About KTVF 11
The station signed on the air in February 1955 as the first television station serving what at the time was the smallest television market in the United States. The station was a CBS affiliate until April 1, 1996.While primarily a CBS station, KTVF also served as a secondary affiliate for ABC from 1971 to 1985 (when it aired some of ABC's top-rated shows like Marcus Welby, M.D., Happy Days, Laverne & Shirley, Three's Company, and Eight is Enough as well as Wide World of Sports, Super Bowl XIX and the Academy Awards) and NBC from 1985 to 1996. During the late 1950s, the station was also briefly affiliated with the NTA Film Network. In 1967, months after the Chena River flood temporarily knocked them off the air, KTVF rebuilt their studios in the Northward Building (where they still remained until 1990) and returned to the air, this time broadcasting in color.

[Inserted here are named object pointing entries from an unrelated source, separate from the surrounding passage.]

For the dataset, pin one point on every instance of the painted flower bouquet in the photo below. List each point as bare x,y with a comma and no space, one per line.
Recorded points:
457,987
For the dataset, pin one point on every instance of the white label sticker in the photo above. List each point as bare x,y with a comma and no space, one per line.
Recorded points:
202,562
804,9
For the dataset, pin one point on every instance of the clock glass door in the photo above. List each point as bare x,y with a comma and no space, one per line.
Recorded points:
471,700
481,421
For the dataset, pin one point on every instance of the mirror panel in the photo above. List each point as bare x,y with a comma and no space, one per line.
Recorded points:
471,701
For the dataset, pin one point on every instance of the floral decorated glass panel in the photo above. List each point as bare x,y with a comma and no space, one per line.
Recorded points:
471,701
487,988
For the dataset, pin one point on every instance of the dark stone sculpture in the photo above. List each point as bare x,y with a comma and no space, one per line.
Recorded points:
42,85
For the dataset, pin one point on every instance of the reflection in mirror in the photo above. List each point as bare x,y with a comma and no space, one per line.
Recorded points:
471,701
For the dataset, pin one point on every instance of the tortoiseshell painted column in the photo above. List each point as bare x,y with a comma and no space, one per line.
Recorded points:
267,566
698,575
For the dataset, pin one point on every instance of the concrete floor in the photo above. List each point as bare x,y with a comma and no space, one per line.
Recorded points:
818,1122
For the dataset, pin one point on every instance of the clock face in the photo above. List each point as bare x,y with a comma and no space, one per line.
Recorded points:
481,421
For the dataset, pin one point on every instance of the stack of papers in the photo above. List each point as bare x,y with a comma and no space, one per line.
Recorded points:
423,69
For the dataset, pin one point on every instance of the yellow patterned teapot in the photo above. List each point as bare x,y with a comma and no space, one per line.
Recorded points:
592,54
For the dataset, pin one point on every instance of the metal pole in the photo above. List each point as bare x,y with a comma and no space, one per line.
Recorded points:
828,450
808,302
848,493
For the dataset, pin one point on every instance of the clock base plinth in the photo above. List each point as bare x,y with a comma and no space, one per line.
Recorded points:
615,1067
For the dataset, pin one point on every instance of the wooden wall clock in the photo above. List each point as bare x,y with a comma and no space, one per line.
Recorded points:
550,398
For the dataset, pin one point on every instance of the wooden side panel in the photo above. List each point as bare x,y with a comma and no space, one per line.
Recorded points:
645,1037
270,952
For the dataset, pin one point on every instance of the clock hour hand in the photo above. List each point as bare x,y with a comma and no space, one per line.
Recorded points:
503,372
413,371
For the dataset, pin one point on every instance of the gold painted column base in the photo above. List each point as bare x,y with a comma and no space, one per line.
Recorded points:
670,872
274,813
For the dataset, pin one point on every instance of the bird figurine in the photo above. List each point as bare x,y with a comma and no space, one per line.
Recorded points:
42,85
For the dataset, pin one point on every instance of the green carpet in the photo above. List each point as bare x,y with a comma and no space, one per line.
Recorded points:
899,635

In 1996, KTVF switched affiliations, from CBS to NBC. The reason for the network switch was that rival station KATN—which had the NBC affiliation since signing on a couple weeks after KTVF but had been primarily with ABC since 1984—would be merged with two other ABC stations in Anchorage and Juneau to form ABC Alaska's SuperStation, and that NBC was the dominant network by the 1995–96 season while CBS was in third place. KTVF also carried UPN programming on the weekends from 1995 to 2000. KFXF aired a few CBS shows until K13XD (now KXDF-CD) signed on in August.
KTVF was founded by Alaska broadcasting pioneer Augie Hiebert and his company, Northern Television. It was thus a sister station to KTVA-TV in Anchorage. Hiebert retired in 1997, and his family sold the station to the Ackerley Group in 1999. Ackerley merged with Clear Channel Communications in 2001. Clear Channel sold its entire television division, including KTVF, to Newport Television in 2007.